Scientists have developed technology that can be carried to the field in a laptop suitcase to diagnose diseases in animals on the spot. The joint division of the International Atomic Energy Agency (IAEA) and the Food and Agriculture Organization (FAO) are using molecular diagnostic methods, once only available in laboratories. Dr. Hermann Unger, Technical Officer of the IAEA’s Animal Production and Health Section, explained to VOA how the devices were developed.

“Three groups in parallel developed tests as a key parameter for avian influenza and came up with three different solutions. We now have three basically competing systems for molecular diagnostics in the field, which means you just pack a small suitcase, a small box in your car. You drive to the location where a case is suspected. You take a sample. In two of the cases you just take blood or a nasal swap, insert that into a cartridge, and insert the cartridge into a reader. An hour later, you have results, because the instrument will tell you if the sample was positive for avian influenza or river fever or [some other illness],“ explained Unger.

Dr. Unger said the third diagnostic method came from the IAEA labs and requires one manual extraction of the sample. “That means you have to boil the sample before you can apply that, “said Unger.

Helpful devices

The devices are very helpful in rural areas, but will require cooperation with country’s government to get immediate results.

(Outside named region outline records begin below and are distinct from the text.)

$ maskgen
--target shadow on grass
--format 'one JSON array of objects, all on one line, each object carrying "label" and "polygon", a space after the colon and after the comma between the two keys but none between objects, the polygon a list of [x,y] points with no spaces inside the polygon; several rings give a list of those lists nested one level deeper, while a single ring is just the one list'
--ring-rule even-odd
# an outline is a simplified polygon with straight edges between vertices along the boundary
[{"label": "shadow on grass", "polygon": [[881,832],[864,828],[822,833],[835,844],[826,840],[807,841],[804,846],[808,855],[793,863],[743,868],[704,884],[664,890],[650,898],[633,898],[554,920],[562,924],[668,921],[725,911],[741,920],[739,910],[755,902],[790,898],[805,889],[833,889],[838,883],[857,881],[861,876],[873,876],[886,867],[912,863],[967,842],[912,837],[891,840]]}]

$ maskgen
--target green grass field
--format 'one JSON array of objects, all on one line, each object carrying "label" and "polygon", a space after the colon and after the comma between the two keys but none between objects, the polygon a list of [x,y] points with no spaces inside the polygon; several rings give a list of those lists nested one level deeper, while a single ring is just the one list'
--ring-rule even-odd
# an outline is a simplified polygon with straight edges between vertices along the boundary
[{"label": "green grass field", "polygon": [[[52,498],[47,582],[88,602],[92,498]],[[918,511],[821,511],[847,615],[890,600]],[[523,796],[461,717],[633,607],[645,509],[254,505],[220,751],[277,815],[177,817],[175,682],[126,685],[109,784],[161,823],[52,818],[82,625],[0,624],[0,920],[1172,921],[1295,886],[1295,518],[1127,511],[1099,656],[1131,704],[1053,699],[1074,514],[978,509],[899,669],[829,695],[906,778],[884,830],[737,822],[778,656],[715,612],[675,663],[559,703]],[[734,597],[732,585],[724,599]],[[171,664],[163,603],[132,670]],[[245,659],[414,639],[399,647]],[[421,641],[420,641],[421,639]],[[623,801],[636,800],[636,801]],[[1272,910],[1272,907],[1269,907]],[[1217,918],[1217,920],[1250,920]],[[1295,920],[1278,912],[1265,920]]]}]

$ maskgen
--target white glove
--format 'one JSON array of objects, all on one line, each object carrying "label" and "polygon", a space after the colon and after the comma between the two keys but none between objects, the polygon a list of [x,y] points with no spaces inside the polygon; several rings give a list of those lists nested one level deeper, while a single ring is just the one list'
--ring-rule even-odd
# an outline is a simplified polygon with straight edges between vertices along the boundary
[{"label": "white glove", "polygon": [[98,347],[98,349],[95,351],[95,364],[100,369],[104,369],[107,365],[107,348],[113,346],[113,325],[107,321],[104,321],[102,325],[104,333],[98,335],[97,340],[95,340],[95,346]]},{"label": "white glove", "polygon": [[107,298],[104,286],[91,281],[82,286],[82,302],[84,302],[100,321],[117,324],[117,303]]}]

“The problem which you always have to see is, if I identify a disease somewhere in a very remote place, I must be able to transmit this information, for instance, to the ministry of health, to a healthcare situation, to a veterinary laboratory so that action can be taken. In all three set-ups of the machines, there is a GSM, mobile phone capacity, so that you can transmit the results to a central lab, so that support can come from outside,“ said Unger.

He says two commercial systems are already available to the public. Field testing on the devices is being done in some African countries including Sudan and Kenya.